10. Episode 9: Retrospective & Best Practices

Source: 9.mp4 (~20 min)

Production Checklist

Security: Never expose keys in prompts. Sandbox agent execution.
Performance: Cache embeddings. Persistent vector stores (Chroma/Pinecone).
Cost: Cheap models first. Set max_iterations. Cache deterministic responses.
Observability: LangSmith tracing. Log token consumption.

API Migration (2 Years)

Old New
langchain.llms.OpenAI langchain_openai.ChatOpenAI
llm.predict("text") llm.invoke([HumanMessage("text")])
Chain.run(input) Chain.invoke({"key": value})

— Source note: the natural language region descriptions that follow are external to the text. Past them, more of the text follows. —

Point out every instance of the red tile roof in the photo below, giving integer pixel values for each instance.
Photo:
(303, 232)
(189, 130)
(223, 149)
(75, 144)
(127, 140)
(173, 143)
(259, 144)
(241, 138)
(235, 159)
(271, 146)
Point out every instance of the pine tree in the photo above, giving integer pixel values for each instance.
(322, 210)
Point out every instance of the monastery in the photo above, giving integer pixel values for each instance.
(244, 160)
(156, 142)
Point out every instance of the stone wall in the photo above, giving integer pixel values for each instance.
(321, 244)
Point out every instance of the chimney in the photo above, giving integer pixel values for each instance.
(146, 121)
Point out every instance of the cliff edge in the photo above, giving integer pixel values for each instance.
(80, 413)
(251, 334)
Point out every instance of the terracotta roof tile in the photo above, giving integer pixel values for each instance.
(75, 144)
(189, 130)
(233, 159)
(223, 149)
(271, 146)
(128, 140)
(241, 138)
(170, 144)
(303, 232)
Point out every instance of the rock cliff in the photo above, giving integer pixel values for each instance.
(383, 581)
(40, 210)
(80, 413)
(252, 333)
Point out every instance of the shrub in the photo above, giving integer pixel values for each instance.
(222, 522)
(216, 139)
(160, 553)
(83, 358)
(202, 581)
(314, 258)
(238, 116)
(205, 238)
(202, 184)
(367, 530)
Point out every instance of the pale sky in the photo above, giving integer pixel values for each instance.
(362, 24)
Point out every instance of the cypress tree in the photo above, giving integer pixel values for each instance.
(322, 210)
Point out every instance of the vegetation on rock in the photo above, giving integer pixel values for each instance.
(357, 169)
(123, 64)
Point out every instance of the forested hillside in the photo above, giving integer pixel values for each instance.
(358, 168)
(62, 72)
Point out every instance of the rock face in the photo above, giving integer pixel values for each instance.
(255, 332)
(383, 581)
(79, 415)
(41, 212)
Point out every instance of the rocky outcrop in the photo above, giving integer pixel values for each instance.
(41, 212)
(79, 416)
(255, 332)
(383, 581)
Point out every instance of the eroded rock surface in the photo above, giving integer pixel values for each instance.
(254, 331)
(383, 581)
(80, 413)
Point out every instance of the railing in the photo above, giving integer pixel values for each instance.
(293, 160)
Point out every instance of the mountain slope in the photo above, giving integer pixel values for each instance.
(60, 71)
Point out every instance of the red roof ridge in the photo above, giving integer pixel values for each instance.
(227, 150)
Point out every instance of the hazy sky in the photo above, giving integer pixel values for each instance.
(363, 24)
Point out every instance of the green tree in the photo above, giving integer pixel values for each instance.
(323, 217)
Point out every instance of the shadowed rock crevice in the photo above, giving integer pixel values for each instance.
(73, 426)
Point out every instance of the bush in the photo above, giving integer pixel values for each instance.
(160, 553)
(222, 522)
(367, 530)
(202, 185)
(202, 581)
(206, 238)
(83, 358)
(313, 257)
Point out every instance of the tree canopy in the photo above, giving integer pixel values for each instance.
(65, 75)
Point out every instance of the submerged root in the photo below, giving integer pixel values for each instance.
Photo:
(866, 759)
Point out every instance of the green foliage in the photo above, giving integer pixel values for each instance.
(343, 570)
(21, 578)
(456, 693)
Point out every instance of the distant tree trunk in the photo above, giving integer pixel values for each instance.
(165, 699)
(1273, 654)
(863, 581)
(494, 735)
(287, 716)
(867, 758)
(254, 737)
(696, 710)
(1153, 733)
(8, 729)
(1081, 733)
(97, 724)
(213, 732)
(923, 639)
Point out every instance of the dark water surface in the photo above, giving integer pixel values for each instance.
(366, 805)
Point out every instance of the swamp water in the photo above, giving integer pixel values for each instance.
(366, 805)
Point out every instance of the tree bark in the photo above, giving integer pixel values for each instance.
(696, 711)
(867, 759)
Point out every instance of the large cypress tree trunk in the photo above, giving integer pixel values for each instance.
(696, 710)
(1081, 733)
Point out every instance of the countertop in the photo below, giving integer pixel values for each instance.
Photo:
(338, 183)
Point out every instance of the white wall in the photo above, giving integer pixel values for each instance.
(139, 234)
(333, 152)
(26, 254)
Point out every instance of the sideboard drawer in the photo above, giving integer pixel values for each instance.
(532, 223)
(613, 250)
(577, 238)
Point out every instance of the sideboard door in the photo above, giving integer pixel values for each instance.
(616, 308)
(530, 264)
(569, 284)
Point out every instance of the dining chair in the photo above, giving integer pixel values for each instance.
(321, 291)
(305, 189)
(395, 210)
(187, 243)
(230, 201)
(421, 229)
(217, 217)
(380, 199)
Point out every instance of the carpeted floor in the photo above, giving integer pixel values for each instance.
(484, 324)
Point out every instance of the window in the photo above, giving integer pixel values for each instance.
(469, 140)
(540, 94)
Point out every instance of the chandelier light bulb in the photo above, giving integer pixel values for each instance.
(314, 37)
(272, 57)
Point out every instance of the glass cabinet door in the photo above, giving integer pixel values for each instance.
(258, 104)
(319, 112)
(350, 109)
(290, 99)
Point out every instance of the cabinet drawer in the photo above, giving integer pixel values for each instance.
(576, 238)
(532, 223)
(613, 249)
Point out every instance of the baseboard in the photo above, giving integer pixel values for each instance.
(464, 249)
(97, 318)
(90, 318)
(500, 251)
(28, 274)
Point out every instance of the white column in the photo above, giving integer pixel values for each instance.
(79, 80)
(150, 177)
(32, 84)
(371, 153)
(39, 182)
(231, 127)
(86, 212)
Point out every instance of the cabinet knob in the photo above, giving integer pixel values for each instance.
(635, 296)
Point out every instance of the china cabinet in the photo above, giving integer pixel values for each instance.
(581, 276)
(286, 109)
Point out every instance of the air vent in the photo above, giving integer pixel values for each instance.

11. Appendix: Troubleshooting

Error Solution
ModuleNotFoundError: langchain.llms Use langchain-openai
jupyter-lab not found Add Scripts to PATH
DeepSeek 401 Check .env API key
Agent infinite loop Improve tool docstrings, set max_iterations
FAISS OOM Switch to Chroma or Pinecone

Learning Path

Week 1: Hello World → Week 2: Prompts → Week 3: RAG → Week 4: Agent + Tools → Ongoing: Docs


Epilogue

LangChain's core philosophy — modular, composable, engineered — endures. Package names change; architectural patterns don't.

The most valuable thing LangChain offers isn't its code — it's the paradigm of composing LLM applications like building blocks.


Disclaimer: Code adapted for LangChain latest API (2025-2026). Images from original tutorial screenshots for educational reference only.